My early memories in my youth of my dad was someone who worked hard. Most days started with my sister and I heading off to school and my dad leaving for work around the same time. After school, he'd often be there to catch the end of football practice or whatever we were up to after school. He'd take us home, we'd eat dinner, and then after dinner he'd go upstairs in his loft office and do paperwork getting the next job ready.
Being his son, I did work a lot for the business. I worked mostly part-time from the time I was in junior high all the way through my mid to later 20's while building my coaching business. I got learn a lot about fireplaces obviously, but also about the construction world, and what it means to work with your hands.
Early on, I thought maybe I'd work for the family business and maybe take it over one day. Obviously I went on to do something else, and a lot of people asked me why didn't I stay in the family business. And I think there's two reasons, because it certainly wasn't because it was cool or didn't want to work with my dad.
One, I remember my dad telling me to focus on going to college and to basically don't do what he was doing as it "wasn't the same as back in the day" kind of talk.
And secondly and probably the more realistic reason: I think subconsciously I knew following in my dads footsteps would've been an extremely tall task, not just for me, but for anyone looking to fill his shoes...If you read the book The 48 Laws of Power, Law 41 states, "Avoid Stepping into a Great Man's Shoes." It basically means don't get lost in their shadow by always having to compare yourself to them, instead make your own trail and become your own person. I believe by my dad being so good at what he did his whole life, ultimately led me to find my own thing and allowed me to try and blaze my own trail.
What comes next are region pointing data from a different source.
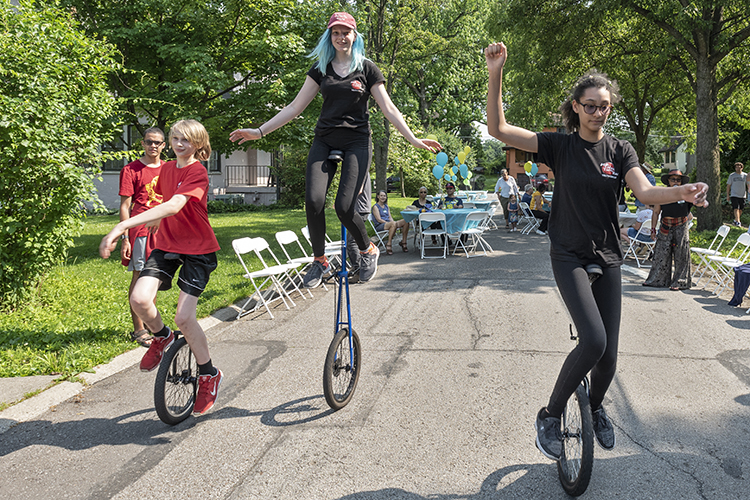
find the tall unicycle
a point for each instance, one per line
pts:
(176, 383)
(343, 361)
(577, 460)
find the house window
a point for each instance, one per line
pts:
(214, 163)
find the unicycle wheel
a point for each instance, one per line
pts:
(341, 370)
(176, 383)
(577, 460)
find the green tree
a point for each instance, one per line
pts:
(56, 108)
(712, 46)
(228, 64)
(428, 53)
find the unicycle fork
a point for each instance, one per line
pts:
(342, 364)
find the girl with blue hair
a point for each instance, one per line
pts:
(346, 79)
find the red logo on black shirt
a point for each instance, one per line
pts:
(608, 169)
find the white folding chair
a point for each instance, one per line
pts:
(426, 219)
(703, 253)
(378, 234)
(471, 228)
(725, 265)
(287, 238)
(636, 245)
(532, 223)
(490, 223)
(243, 246)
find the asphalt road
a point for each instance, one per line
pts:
(458, 356)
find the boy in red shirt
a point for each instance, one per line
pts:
(185, 239)
(137, 183)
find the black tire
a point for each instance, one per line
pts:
(577, 460)
(341, 370)
(176, 383)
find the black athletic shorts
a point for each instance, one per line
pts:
(194, 274)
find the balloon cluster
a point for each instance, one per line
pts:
(451, 173)
(530, 168)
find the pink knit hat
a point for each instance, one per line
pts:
(342, 19)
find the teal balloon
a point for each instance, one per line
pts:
(442, 159)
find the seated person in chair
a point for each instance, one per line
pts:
(383, 222)
(635, 230)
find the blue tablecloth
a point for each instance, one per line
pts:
(454, 218)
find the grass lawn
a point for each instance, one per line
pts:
(79, 317)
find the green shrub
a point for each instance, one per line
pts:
(55, 105)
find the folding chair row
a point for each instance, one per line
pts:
(473, 229)
(636, 244)
(273, 273)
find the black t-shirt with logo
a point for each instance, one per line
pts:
(345, 99)
(584, 224)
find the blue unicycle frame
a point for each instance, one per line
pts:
(343, 360)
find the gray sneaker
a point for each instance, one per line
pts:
(548, 436)
(603, 429)
(314, 276)
(368, 265)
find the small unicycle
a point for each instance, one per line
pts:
(577, 459)
(176, 382)
(343, 360)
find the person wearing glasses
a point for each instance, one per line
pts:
(672, 240)
(137, 182)
(590, 169)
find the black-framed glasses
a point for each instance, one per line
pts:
(590, 109)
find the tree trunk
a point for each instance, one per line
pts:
(707, 144)
(380, 156)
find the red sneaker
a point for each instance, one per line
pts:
(155, 352)
(208, 388)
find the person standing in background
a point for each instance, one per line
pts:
(737, 191)
(137, 182)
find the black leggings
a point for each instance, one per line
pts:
(595, 310)
(355, 168)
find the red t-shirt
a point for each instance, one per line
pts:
(138, 181)
(188, 231)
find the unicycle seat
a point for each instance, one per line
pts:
(594, 271)
(336, 155)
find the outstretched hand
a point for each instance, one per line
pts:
(495, 54)
(109, 243)
(244, 135)
(696, 194)
(428, 144)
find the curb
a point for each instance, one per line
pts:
(35, 406)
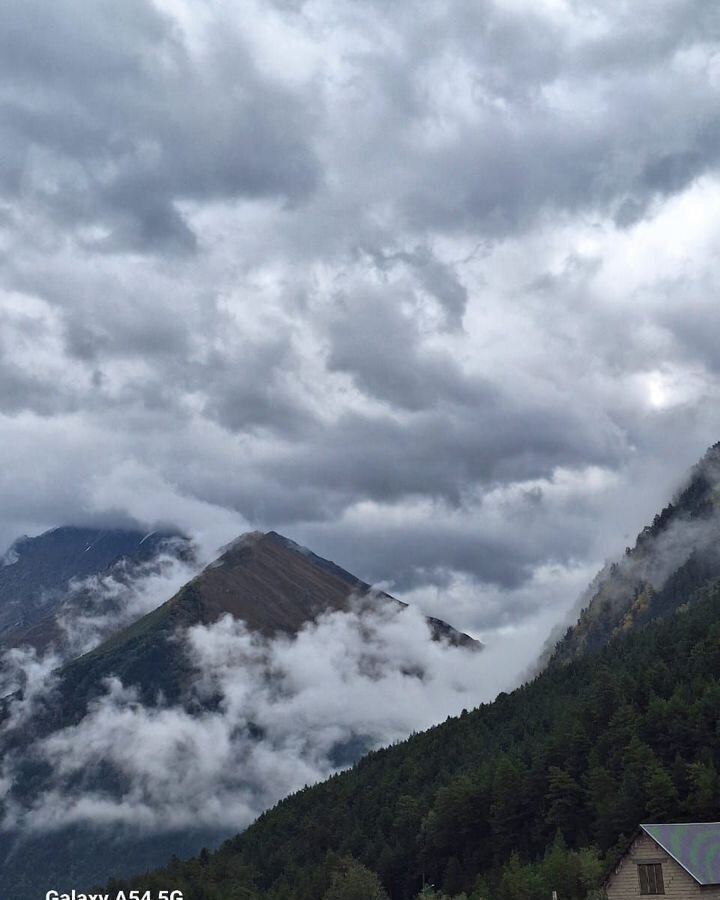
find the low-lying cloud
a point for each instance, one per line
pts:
(274, 716)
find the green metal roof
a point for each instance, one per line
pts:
(695, 845)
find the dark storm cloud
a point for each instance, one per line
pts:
(429, 284)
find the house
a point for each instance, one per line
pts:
(680, 861)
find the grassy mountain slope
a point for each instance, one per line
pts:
(576, 758)
(274, 585)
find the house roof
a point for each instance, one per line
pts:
(695, 845)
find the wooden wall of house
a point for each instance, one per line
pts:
(624, 883)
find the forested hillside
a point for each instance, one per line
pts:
(672, 560)
(538, 790)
But in getting to work with my dad and learning from him, I did get to capture a lot of awesome lessons as any son would from a guy like my dad. So I feel it's only right to share some of these things with the world. It's not just my duty to learn from these lessons passed down, but to share them with you so that maybe they will have a positive impact on you as well in some capacity.
Lesson 1: Every Day is the Super Bowl
One thing about working for my dad, you had to bring your A-Game every day you showed up for work. It didn't matter how you felt or what you had going on in your life, when you showed up to work, you were expected to do a job. Now that way sound a little insensitive to some, but you were either all in for the day or go home. The job wasn't about you, it was about business, it was about the person who hired you for the job, it was about the people who were going to move in the house and enjoy their fireplace.
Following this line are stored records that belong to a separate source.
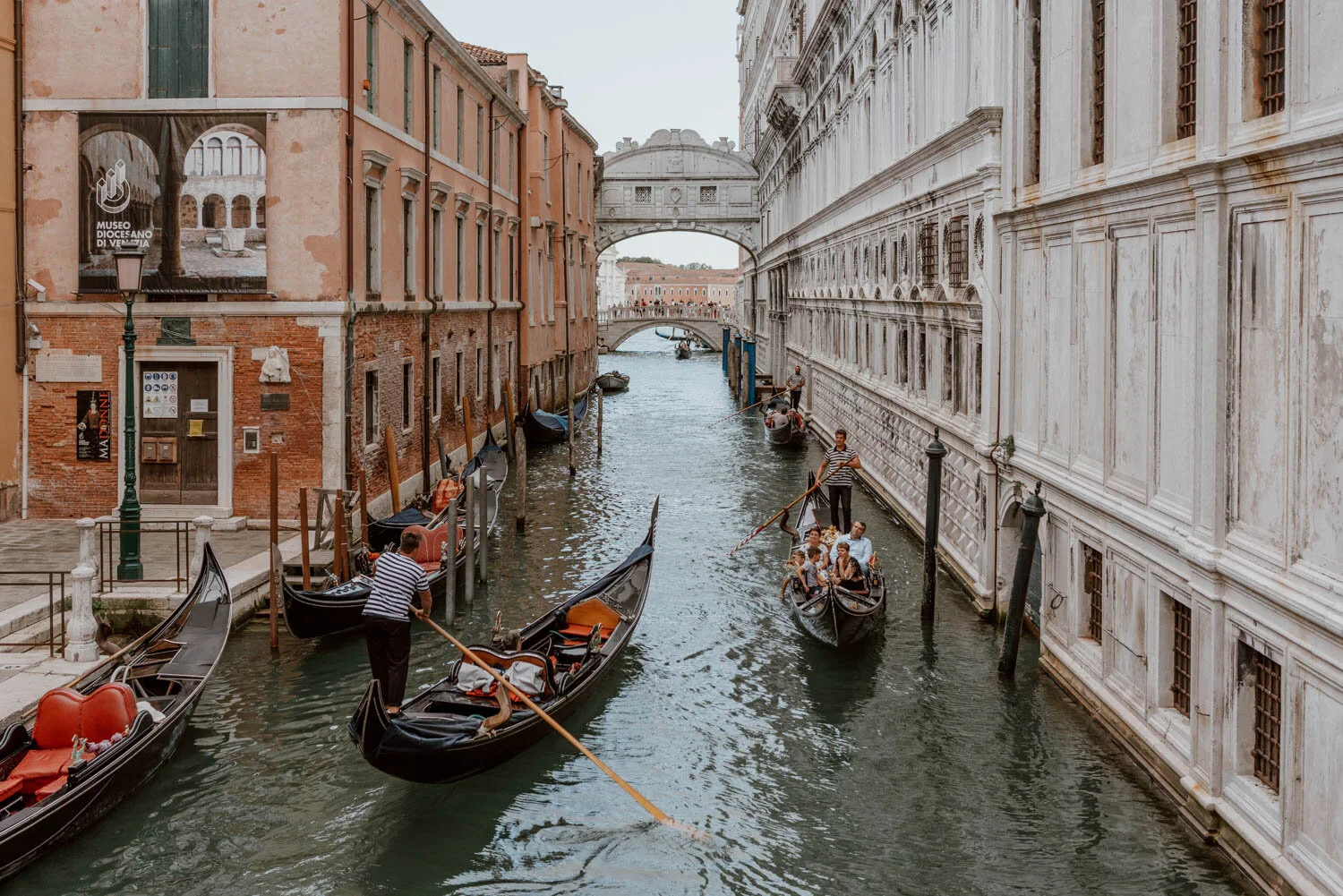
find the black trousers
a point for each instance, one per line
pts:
(389, 654)
(841, 506)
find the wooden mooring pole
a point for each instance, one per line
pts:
(1033, 508)
(935, 452)
(274, 544)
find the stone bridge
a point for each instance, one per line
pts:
(614, 325)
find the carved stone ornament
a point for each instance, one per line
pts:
(276, 367)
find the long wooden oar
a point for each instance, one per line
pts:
(789, 507)
(741, 411)
(639, 798)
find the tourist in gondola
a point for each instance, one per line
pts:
(387, 617)
(860, 546)
(849, 574)
(843, 461)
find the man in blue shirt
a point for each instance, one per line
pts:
(860, 546)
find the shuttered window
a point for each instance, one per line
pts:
(179, 48)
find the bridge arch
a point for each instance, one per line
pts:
(677, 182)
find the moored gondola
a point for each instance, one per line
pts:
(441, 734)
(314, 614)
(97, 742)
(835, 617)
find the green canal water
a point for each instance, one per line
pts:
(905, 767)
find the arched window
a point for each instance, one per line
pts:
(242, 212)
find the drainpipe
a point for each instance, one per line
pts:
(429, 254)
(349, 246)
(489, 243)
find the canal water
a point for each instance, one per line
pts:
(904, 767)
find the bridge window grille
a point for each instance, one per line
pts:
(1186, 112)
(958, 252)
(1272, 56)
(928, 252)
(1181, 652)
(1093, 576)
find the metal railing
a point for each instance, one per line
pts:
(109, 533)
(54, 582)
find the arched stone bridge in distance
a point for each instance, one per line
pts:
(614, 325)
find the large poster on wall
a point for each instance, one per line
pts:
(187, 188)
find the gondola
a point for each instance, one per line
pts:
(438, 737)
(142, 699)
(837, 617)
(316, 614)
(614, 381)
(543, 426)
(786, 430)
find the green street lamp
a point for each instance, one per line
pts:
(131, 260)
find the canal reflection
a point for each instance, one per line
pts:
(902, 767)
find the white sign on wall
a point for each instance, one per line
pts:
(160, 395)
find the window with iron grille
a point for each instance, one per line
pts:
(1268, 718)
(958, 252)
(1093, 574)
(1272, 55)
(928, 252)
(1186, 110)
(1098, 81)
(1181, 653)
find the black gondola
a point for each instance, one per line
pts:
(316, 614)
(543, 426)
(144, 699)
(440, 737)
(837, 617)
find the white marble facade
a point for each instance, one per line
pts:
(1131, 301)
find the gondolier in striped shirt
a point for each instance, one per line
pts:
(795, 384)
(387, 617)
(843, 461)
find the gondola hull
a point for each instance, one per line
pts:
(120, 772)
(440, 747)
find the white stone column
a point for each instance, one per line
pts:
(204, 525)
(81, 627)
(89, 549)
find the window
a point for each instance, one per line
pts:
(1181, 653)
(407, 88)
(407, 394)
(438, 102)
(461, 137)
(1270, 59)
(371, 58)
(1098, 93)
(1093, 574)
(372, 414)
(1186, 107)
(437, 386)
(1268, 713)
(372, 238)
(408, 244)
(179, 48)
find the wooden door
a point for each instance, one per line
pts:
(179, 432)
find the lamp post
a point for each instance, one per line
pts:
(131, 260)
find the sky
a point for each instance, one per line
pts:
(628, 69)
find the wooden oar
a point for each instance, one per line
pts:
(639, 798)
(741, 411)
(789, 507)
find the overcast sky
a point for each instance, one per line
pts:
(628, 69)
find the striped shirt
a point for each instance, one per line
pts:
(841, 474)
(397, 579)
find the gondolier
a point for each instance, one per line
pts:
(387, 617)
(843, 461)
(795, 384)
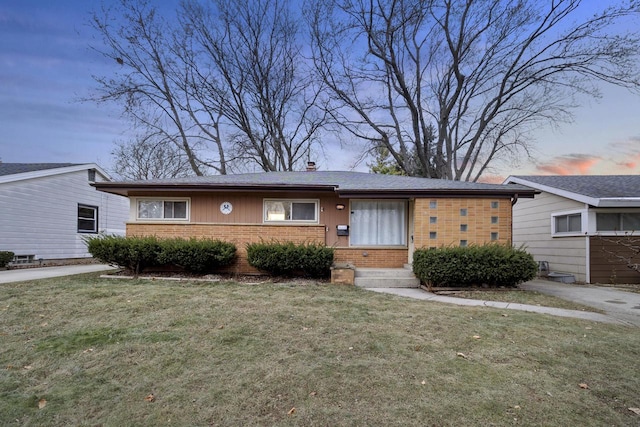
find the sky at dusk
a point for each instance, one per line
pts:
(46, 68)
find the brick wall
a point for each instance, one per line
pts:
(239, 234)
(485, 222)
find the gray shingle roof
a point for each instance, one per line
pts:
(596, 186)
(15, 168)
(340, 181)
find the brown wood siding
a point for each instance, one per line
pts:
(605, 268)
(372, 257)
(248, 209)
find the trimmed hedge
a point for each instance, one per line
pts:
(132, 253)
(139, 253)
(290, 259)
(489, 265)
(197, 255)
(5, 258)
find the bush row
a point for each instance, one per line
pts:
(138, 253)
(491, 265)
(5, 258)
(289, 259)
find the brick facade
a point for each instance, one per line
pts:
(452, 222)
(436, 222)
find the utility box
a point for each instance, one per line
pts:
(343, 274)
(342, 230)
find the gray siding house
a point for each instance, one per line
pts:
(47, 208)
(579, 225)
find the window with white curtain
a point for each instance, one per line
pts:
(378, 223)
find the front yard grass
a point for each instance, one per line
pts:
(90, 351)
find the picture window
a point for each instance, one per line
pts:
(290, 210)
(157, 209)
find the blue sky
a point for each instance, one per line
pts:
(46, 66)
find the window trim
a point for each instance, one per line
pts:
(95, 219)
(136, 209)
(316, 202)
(583, 225)
(382, 246)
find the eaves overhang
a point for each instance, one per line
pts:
(435, 193)
(125, 189)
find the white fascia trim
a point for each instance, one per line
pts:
(54, 171)
(619, 202)
(558, 192)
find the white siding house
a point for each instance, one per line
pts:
(47, 209)
(532, 219)
(574, 222)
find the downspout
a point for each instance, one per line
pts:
(514, 200)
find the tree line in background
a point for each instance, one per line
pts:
(432, 88)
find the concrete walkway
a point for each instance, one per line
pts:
(617, 303)
(35, 273)
(610, 317)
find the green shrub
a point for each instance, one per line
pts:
(290, 259)
(491, 265)
(197, 255)
(5, 258)
(132, 253)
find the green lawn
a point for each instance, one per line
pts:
(90, 351)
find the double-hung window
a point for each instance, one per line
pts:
(282, 210)
(158, 209)
(87, 219)
(378, 223)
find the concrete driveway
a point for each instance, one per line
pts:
(23, 274)
(619, 304)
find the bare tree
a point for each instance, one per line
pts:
(225, 84)
(150, 158)
(257, 80)
(449, 87)
(155, 83)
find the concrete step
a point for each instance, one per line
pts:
(384, 272)
(385, 278)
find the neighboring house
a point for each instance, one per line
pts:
(47, 208)
(371, 220)
(573, 222)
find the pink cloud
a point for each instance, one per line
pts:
(573, 164)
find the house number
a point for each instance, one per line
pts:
(226, 208)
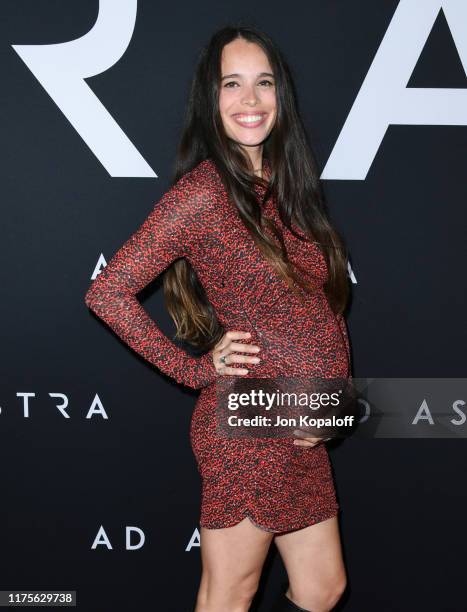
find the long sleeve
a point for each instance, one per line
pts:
(345, 336)
(172, 228)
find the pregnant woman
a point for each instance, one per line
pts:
(256, 278)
Lesson 2: Chase the Work, and the Money will Follow
A lot of the way business is taught and thought of is that you make money decisions first, and then make the work fit into that. I'm not sure, maybe that's why a lot of businesses fail? But my dad and Four Seasons made a great living working their asses off, doing great work, building a great reputation for a long time. All the way to the point people started getting upset when they found out my dad was retiring and they needed him. My dad told me early on when I created my business, to just focus on hustling and getting work and doing good work, if you do that, the money will come.
Lesson 3: Don't Live in the Past
I remember when I was playing football in high school, my dad told me that a lot of people will say high school is the best years of your life. But for him, he felt like life in that moment was the best part of his life. Meaning, life keeps getting better if you let it.
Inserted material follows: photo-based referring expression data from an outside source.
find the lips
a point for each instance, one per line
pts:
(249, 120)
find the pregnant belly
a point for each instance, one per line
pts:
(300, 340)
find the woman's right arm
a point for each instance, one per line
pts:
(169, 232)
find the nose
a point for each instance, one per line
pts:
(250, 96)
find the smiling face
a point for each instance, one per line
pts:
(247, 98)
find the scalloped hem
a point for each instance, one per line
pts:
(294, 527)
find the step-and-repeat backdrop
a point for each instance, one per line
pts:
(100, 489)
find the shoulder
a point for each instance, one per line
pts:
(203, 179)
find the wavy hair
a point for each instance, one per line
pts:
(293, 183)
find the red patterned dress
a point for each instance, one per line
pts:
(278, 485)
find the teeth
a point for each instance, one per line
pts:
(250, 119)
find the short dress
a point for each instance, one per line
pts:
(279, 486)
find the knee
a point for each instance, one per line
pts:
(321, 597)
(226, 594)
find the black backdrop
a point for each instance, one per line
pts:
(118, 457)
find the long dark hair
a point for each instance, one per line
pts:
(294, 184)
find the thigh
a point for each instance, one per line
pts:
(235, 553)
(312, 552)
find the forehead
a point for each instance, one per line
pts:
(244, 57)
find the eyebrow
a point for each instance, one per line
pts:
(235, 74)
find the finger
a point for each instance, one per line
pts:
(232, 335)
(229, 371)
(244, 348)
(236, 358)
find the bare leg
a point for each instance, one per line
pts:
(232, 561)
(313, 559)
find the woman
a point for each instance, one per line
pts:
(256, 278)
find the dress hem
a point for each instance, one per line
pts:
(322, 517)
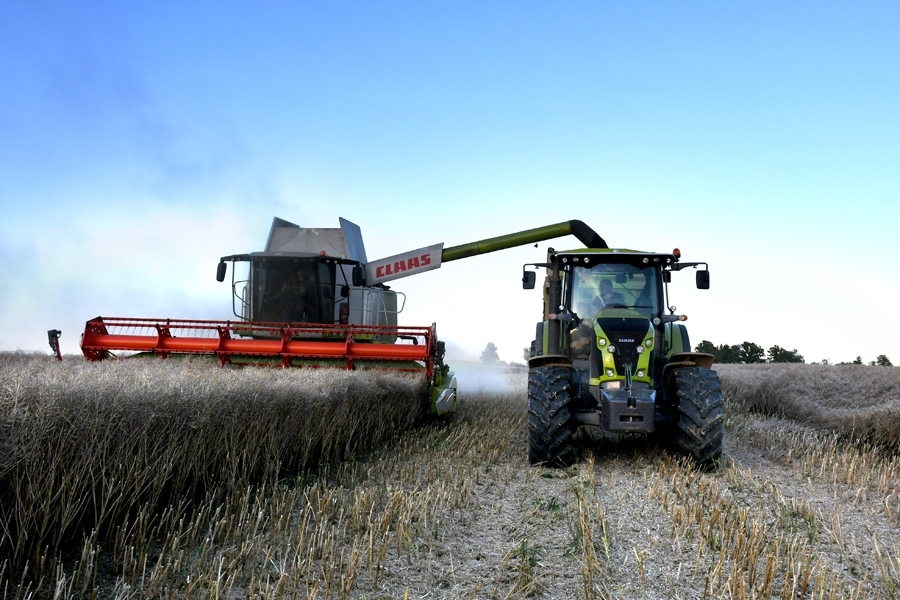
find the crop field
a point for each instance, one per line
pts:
(139, 479)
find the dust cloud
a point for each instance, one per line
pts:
(476, 377)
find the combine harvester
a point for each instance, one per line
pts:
(609, 352)
(312, 299)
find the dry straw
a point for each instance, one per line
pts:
(859, 401)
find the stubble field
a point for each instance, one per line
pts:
(136, 480)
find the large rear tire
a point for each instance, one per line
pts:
(701, 422)
(549, 419)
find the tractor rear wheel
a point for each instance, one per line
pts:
(549, 424)
(700, 418)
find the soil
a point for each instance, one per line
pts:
(521, 531)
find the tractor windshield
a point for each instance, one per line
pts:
(607, 286)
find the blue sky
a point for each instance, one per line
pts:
(138, 144)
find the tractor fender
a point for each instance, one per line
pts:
(685, 359)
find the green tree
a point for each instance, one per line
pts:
(752, 353)
(779, 354)
(707, 347)
(729, 354)
(489, 356)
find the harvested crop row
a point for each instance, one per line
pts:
(86, 447)
(855, 400)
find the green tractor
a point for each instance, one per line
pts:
(611, 353)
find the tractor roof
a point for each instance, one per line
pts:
(616, 255)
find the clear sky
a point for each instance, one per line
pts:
(139, 142)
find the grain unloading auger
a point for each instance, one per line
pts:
(312, 299)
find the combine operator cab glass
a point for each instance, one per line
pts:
(613, 286)
(292, 291)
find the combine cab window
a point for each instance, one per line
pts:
(293, 291)
(609, 286)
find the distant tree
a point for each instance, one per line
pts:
(729, 354)
(779, 354)
(752, 353)
(707, 347)
(490, 356)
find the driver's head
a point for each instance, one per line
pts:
(605, 286)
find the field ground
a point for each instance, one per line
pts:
(452, 510)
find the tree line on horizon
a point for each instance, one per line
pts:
(751, 353)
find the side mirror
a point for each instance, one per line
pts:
(702, 280)
(358, 279)
(528, 280)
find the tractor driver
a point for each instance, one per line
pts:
(607, 297)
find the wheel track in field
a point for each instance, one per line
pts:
(522, 531)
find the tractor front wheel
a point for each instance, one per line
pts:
(549, 425)
(700, 418)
Like I stated earlier, my dad was a big time dirt bike racer and he could have easily hung his hat on that reality and sat around and talked about the good ol' days. And sure, he likes to reflect and talk about the past here and there, but he doesn't live in the past by any means. My dad has always been focused on the present and planning for the future. He's probably at home right now in his office planning out his next hiking trip he's going to take. And he was the same way with work.
When we were on a job, the only job that mattered was the one we were currently on. Once that one ended, the focus became about the next one. Things that happened in the past were cool and fun to talk about, but that's over. The world keeps spinning and it's not spinning time backwards by any means. Today is happening and tomorrow is coming, what does that look like for you?
There were many other lessons I could share, like be sure to step back and look at your work once you're finished, the story of the worm learning its lesson from being shocked, and never live west of where you go to work but I leave you with these 3 lessons that my dad shared that he probably either didn't realize he was sharing or that I wasn't even listening haha!
But all in all, congrats dad! You did it, you didn't just put fireplaces in and put stone up around it, you served people and made their home a better place to live! You earned everything you got, you made an honest living, and I hope one day when the show is over for me, I can say the same thing!